Telemarketing Software Featured Article

The Right Tools to Succeed in Inside Sales

September 20, 2016
By Tracey E. Schelmetic - Telemarketing Software Contributor

While most sales organizations may like to think they’re a finely tuned machine, the hard data often doesn’t support this. Sales organizations – particularly inside sales – often suffer from high turnover, poor management, insufficient tools and lackluster results. While it seems like a no-brainer that there is room for improvement in most companies, many have no idea where to start.

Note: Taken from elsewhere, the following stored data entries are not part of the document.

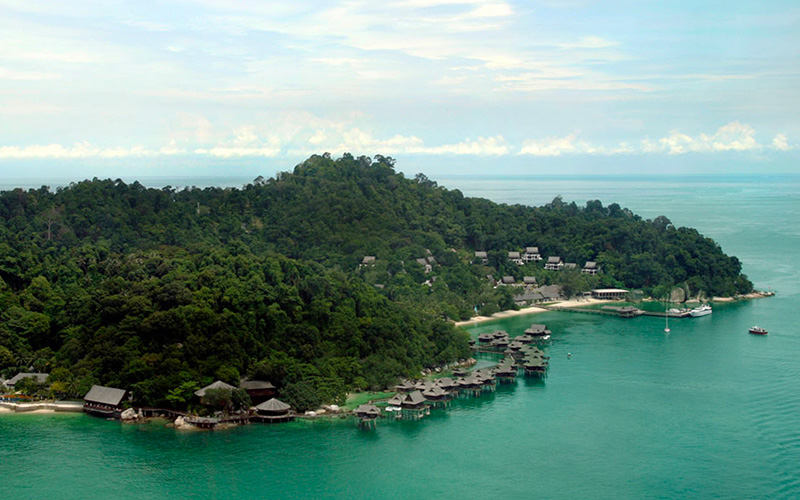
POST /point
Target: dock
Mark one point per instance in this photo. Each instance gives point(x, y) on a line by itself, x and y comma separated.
point(620, 312)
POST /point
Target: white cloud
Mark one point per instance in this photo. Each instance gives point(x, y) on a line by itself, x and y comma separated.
point(570, 144)
point(734, 136)
point(781, 143)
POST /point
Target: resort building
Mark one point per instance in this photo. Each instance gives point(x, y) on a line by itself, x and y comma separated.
point(258, 390)
point(628, 312)
point(273, 411)
point(368, 415)
point(609, 293)
point(425, 265)
point(40, 378)
point(216, 385)
point(590, 268)
point(105, 402)
point(531, 254)
point(554, 264)
point(413, 406)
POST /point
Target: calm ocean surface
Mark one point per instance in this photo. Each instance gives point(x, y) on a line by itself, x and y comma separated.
point(707, 411)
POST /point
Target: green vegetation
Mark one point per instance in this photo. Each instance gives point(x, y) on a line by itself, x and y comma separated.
point(161, 291)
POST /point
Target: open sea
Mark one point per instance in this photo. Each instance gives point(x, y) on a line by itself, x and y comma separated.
point(705, 412)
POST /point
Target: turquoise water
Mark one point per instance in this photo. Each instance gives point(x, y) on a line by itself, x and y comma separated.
point(707, 411)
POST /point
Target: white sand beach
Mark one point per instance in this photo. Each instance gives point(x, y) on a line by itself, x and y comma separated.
point(530, 310)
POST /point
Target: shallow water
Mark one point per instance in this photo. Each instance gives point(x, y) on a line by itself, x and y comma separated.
point(707, 411)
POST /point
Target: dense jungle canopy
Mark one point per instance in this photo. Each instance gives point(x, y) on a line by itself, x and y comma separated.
point(163, 290)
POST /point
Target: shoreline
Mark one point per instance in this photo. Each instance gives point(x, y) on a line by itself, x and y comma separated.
point(40, 407)
point(510, 313)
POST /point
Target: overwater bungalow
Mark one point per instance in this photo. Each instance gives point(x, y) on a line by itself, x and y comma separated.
point(488, 380)
point(469, 386)
point(499, 344)
point(413, 406)
point(104, 402)
point(506, 372)
point(447, 384)
point(273, 411)
point(405, 386)
point(437, 397)
point(538, 332)
point(535, 366)
point(485, 338)
point(368, 415)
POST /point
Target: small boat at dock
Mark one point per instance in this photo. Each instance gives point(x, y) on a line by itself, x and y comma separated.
point(703, 310)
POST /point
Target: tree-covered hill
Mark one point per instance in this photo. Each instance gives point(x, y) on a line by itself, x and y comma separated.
point(152, 289)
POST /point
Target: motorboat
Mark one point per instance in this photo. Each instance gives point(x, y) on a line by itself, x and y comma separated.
point(703, 310)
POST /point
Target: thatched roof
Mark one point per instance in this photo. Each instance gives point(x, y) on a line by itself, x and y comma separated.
point(219, 384)
point(273, 405)
point(368, 411)
point(40, 378)
point(256, 385)
point(105, 395)
point(413, 399)
point(395, 400)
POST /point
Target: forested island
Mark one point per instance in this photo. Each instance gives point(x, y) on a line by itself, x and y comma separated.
point(161, 291)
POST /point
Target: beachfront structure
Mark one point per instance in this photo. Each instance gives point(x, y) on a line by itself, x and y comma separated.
point(216, 385)
point(258, 390)
point(368, 415)
point(535, 366)
point(609, 293)
point(590, 268)
point(515, 257)
point(40, 378)
point(105, 402)
point(628, 312)
point(273, 411)
point(531, 254)
point(413, 406)
point(554, 263)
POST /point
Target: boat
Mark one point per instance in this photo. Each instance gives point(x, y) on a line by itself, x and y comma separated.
point(703, 310)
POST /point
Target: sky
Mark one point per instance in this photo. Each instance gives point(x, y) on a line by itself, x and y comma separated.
point(218, 87)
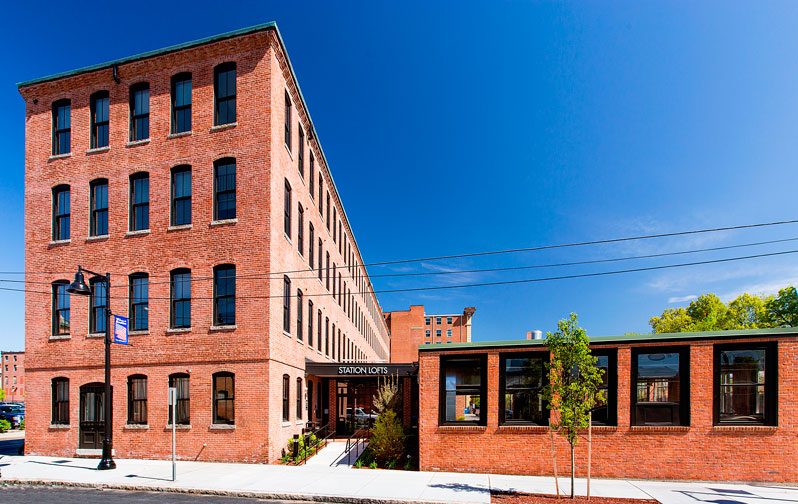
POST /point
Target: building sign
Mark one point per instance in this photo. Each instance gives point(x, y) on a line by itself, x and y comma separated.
point(120, 330)
point(363, 370)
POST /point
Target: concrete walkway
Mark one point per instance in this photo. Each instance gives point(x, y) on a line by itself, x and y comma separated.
point(334, 484)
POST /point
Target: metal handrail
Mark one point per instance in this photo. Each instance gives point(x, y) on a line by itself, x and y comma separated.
point(309, 433)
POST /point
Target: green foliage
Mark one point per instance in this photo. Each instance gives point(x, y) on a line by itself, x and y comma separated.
point(782, 310)
point(574, 379)
point(387, 438)
point(709, 313)
point(387, 397)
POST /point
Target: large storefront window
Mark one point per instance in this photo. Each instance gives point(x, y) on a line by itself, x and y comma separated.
point(605, 412)
point(522, 378)
point(745, 378)
point(463, 394)
point(660, 379)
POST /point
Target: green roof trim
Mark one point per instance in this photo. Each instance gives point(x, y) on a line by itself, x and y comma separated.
point(632, 338)
point(150, 54)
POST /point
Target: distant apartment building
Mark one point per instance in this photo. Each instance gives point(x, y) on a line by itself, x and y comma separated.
point(12, 374)
point(194, 175)
point(413, 327)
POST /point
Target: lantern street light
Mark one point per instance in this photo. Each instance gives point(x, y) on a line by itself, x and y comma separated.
point(80, 288)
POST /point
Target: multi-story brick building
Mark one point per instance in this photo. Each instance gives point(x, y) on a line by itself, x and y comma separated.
point(194, 175)
point(12, 375)
point(707, 406)
point(411, 328)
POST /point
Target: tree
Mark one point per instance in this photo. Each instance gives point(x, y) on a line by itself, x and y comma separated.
point(782, 310)
point(574, 379)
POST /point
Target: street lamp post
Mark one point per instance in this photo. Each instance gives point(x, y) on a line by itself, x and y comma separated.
point(79, 287)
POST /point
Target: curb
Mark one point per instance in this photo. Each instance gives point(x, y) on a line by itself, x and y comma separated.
point(298, 498)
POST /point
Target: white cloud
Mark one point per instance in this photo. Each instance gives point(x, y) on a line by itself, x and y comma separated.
point(682, 299)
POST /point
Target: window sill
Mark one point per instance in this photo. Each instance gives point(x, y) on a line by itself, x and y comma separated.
point(720, 429)
point(232, 327)
point(659, 428)
point(222, 127)
point(461, 429)
point(221, 427)
point(522, 429)
point(224, 222)
point(178, 427)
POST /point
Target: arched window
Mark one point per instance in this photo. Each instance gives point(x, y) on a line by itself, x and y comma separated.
point(61, 213)
point(180, 381)
point(62, 127)
point(224, 295)
point(224, 93)
point(224, 398)
point(100, 103)
point(137, 400)
point(60, 307)
point(286, 386)
point(299, 398)
point(98, 223)
point(180, 298)
point(181, 195)
point(224, 189)
point(139, 111)
point(181, 103)
point(139, 301)
point(98, 318)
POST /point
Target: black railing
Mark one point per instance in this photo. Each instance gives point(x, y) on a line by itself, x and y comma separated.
point(353, 442)
point(314, 439)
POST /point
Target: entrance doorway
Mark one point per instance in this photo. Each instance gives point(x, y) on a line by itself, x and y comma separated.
point(92, 416)
point(355, 405)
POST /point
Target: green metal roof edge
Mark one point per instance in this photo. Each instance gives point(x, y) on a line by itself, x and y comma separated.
point(150, 54)
point(632, 338)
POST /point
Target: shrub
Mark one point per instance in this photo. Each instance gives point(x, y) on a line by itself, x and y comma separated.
point(387, 439)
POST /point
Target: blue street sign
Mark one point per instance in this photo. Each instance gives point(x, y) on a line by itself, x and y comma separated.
point(120, 330)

Good sales managers are, of course, a good beginning. Drill sergeants who bark out orders and insult sales personnel may look good on Hollywood screens, but in reality they are a disaster for most sales organizations. Employees engage with their jobs when they feel valued and motivated toward achieving personal goals alongside company goals. Regular performance reviews are important, as is encouraging language, open-door policies when it comes to advice and coaching, and a good foundation to help sales employees actually understand what they’re striving for, according to a recent blog post by VanillaSoft’s Genie Parker.

“It helps to know exactly what it is you’re working for,” she wrote. “Not all athletes are going for Olympic gold. Some are going for their personal best or working to improve their health and stamina. From a sales standpoint, what are your goals? Are working to improve conversion rates? Going for volume? Seeking quality leads over quantity? Knowing what you’re working for will help you to choose an appropriate path and stay on track.”

If the sales manager doesn’t know the answer to these questions, the rank-and-file sales personnel certainly won’t. Once concrete goals are established, the next step is good communication. While some competition is healthy in sales, collaboration is even more so, particularly in the case of business-to-business selling or complex, high-ticket items. If a customer returns to the sales department and hears a completely different story from a different employee, he or she probably won’t be inclined to buy. This leads us to the next important element: technology.

“Can you imagine Usain Bolt winning the 100 meters wearing a beat-up pair of tennis shoes?” asked Parker. “His talent means he’d still be fast, but you can bet he wouldn’t perform at his best without a pair of good-fitting running shoes built for the task at hand.”

Before a sales team can be truly effective, it needs productivity tools built for 2016. These may include telemarketing software solutions such as CRM with auto-dialing, email, lead tracking, appointment setting and a document library of easily customizable forms, brochures and sales enablement content. Good tools can put the sales team in the best starting position possible (to carry forth Parkers’ Olympic analogy).

“Talent alone will get you far, but if you want consistent performance and to work as efficiently as possible, you need the right CRM solution,” wrote Parker.

Well thought out and articulated goals can help the sales team understand where the finish line is located, performance management can track how well they’re getting there, and analytics and reporting can help managers understand where any problems or pitfalls still lie.